In 1968, the first New Jersey barriers in the state were used, on I-91 in New Haven.

Branford was the location of the first hospice in Connecticut and the nation, opening in 1974. Much of the credit goes to Florence S. Wald, who envisioned the need to maximize the quality of life for the terminally ill.

In 1979 German-based Bayer AG established its Pharmaceuticals Division in West Haven.

The Bayer Research Center was founded in 1988 as the North American research headquarters for the Pharmaceutical Division.
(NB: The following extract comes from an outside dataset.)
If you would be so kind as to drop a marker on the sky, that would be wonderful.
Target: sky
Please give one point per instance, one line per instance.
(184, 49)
But in spite of the expansion of its research facilities, in 2002 Bayer announced plans to consolidate one of its drug production units from West Haven to a plant in Pennsylvania. The move will mean the loss of 450 jobs in Bayer's West Haven facility.

The late 1980s marked the beginning of the growth of bioscience firms in greater New Haven. Neurogen, a small-molecule drug-discovery and -development company, got its start in Branford in 1987. In 1991 CuraGen Corp., a genomics-based pharmaceutical company, was founded. Headquartered in New Haven, the company has additional facilities in Branford. In 1997 Genaissance Pharmaceuticals, a world leader in the discovery and use of human gene variation for the development of personalized medicines and DNA diagnostics, set up shop in New Haven's Science Park.

Today greater New Haven is home to five publicly owned biotechnology companies and 22 privately owned ones. The latter include Alexion Pharmaceuticals, CuraGen, Genaissance, Neurogen and Vion Pharmaceuticals.

By 2002 New Haven manufacturing companies accounted for about 15 percent of the state's manufacturing employment total. In November 2002, 35,500 worked at manufacturing companies in New Haven, 1,100 fewer than in November 2001.

New Haven has been in a state of continuous change for 365 years. But the imagination, inspiration and innovation of its residents and business leaders have helped New Haven to address its challenges and continue to move ever forward.